It's hard to overstate just how good this aioli tastes. Alyn wants it on everything. It goes brilliantly with sweet potatoes (and as we just discovered last night, a delicious addition to lamb chops).
Start by making mayonnaise with an immersion hand blender which is sometimes called a stick blender. Gather these ingredients (thank you to my friend Shannon for the recipe):
- 1 cup “light tasting” olive oil (important it's the light tasting kind)
- 1 egg
- 1/2 a juiced lemon
- 1 teaspoon mustard
- pinch salt
Place the above in the container that came with your immersion blender.

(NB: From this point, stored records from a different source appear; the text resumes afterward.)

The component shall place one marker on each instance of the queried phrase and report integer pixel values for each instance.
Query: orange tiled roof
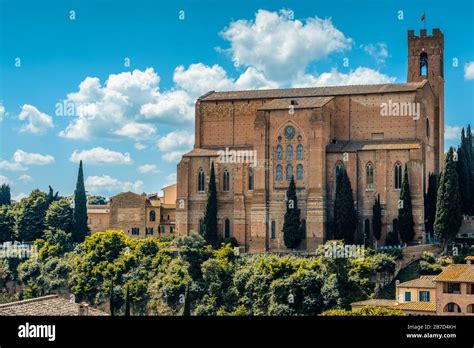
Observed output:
(457, 273)
(313, 91)
(422, 282)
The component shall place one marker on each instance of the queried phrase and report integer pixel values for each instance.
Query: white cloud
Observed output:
(99, 155)
(280, 47)
(359, 76)
(11, 166)
(37, 122)
(139, 146)
(4, 180)
(136, 130)
(27, 158)
(105, 183)
(25, 178)
(469, 71)
(452, 132)
(378, 51)
(148, 168)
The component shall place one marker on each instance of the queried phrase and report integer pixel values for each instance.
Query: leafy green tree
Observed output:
(210, 215)
(30, 215)
(59, 215)
(430, 203)
(292, 233)
(96, 200)
(448, 205)
(377, 218)
(5, 195)
(7, 222)
(345, 215)
(405, 211)
(80, 229)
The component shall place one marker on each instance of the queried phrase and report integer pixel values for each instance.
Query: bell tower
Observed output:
(426, 62)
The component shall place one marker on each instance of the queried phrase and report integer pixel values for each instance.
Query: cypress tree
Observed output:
(448, 203)
(430, 203)
(292, 233)
(405, 212)
(377, 218)
(80, 229)
(345, 215)
(5, 195)
(210, 215)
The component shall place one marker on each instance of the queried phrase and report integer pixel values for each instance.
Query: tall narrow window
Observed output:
(226, 228)
(279, 173)
(279, 153)
(423, 64)
(250, 178)
(299, 152)
(225, 181)
(289, 171)
(369, 173)
(299, 172)
(398, 176)
(201, 180)
(289, 152)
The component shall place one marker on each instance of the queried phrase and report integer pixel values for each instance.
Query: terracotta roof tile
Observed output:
(313, 91)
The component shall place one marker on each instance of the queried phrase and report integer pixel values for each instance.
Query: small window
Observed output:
(279, 173)
(279, 153)
(226, 181)
(369, 172)
(289, 171)
(407, 296)
(289, 152)
(226, 228)
(201, 180)
(299, 152)
(299, 172)
(424, 296)
(250, 178)
(398, 176)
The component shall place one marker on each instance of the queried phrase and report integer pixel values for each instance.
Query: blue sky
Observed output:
(131, 122)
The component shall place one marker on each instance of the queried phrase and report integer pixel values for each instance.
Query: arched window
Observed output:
(289, 152)
(226, 181)
(250, 178)
(279, 173)
(452, 307)
(423, 64)
(369, 180)
(279, 153)
(398, 176)
(299, 172)
(226, 228)
(201, 180)
(289, 171)
(299, 152)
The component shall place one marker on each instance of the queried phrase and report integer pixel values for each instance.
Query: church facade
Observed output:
(258, 139)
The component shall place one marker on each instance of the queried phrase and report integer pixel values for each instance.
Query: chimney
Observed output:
(83, 309)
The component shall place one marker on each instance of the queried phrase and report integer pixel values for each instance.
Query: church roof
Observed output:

Put the blender all the way in container and blend on high. Slowly pull up the blender as the ingredients visually become mayo until all the oil is blended in. Make sure you don't over blend (or it will separate). Congratulations, you just made mayo!
From Mayonnaise to Aioli
Place your freshly made mayo in a medium sized bowl. Add the following:
- 1½ - 2 tablespoons fresh cut Cilantro
- ½ inch grated fresh ginger
- 1 - 2 large cloves garlic (or to taste)
- ⅓ lime juiced
- Sea salt, pepper, and cayenne pepper to taste.
Mix all ingredients into freshly made mayo. Ta da! You now have amazing homemade zesty aioli.